Question

A fair dice is rolled. The probability that the first time \[1\] occurs at the even throw is
A. \[\dfrac{1}{6}\]
B. \[\dfrac{5}{{11}}\]
C. \[\dfrac{6}{{11}}\]
D. \[\dfrac{5}{{36}}\]

Answer 1

Hint: Probability means possibility of happening of an event . It is a branch of mathematics that deals with the occurrence of a random event. The value is expressed from zero to one. Probability of an event can never be negative.

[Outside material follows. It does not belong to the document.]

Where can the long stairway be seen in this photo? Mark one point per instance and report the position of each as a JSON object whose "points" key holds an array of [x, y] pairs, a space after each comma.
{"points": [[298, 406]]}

Complete step by step answer:
The meaning of probability is basically the extent to which something is likely to happen. This is the basic probability theory, which is also used in the probability distribution, where you will learn the probability of outcomes for a random experiment. To find the probability of a single event to occur, first, we should know the total number of possible outcomes.
We know that one die has six outcomes such as \[1\] , \[2\] , \[3\] , \[4\] , \[5\] and \[6\] .
We know that Probability (event) \[ = \dfrac{{Number\;of\;favourable\;outcomes}}{{Total\;n umber\;of\;outcomes}}\]
Sum of an infinite Geometric Progression (GP)
 \[ = \dfrac{{{a_1}}}{{1 - r}}\]
 Where \[{a_1}\] is the first term and \[r\] is the common ratio .
Let E be the event of getting \[1\] on a dice .
Therefore we know that
\[P(E) = \dfrac{1}{6}\] and \[P(\overline E ) = \dfrac{5}{6}\]
Therefore P(first time \[1\] occurs at the even throw) \[ = {t_2}\] or \[{t_4}\] or \[{t_6}\] or \[{t_8}\] … and so on
 P(first time \[1\] occurs at the even throw) \[ = \left\{ {P(\overline E )P(E)} \right\} + \left\{ {P(\overline E )P(\overline E )P(\overline E )P(E)} \right\} + ...\infty \]
 \[ = \left( {\dfrac{5}{6}} \right)\left( {\dfrac{1}{6}} \right) + {\left( {\dfrac{5}{6}} \right)^3}\left( {\dfrac{1}{6}} \right) + {\left( {\dfrac{5}{6}} \right)^5}\left( {\dfrac{1}{6}} \right) + ...\infty \]
This becomes an infinite Geometric Progression (GP) with first term as \[\dfrac{5}{{36}}\] and common ratio as \[\dfrac{{25}}{{36}}\]
Therefore P(first time \[1\] occurs at the even throw) \[ = \left( {\dfrac{{\dfrac{5}{{36}}}}{{1 - \dfrac{{25}}{{36}}}}} \right)\]
 \[ = \left( {\dfrac{{\dfrac{5}{{36}}}}{{\dfrac{{36 - 25}}{{36}}}}} \right)\]
Which simplifies to \[ = \left( {\dfrac{{\dfrac{5}{{36}}}}{{\dfrac{{11}}{{36}}}}} \right)\]
Therefore P(first time \[1\] occurs at the even throw) \[ = \dfrac{5}{{11}}\]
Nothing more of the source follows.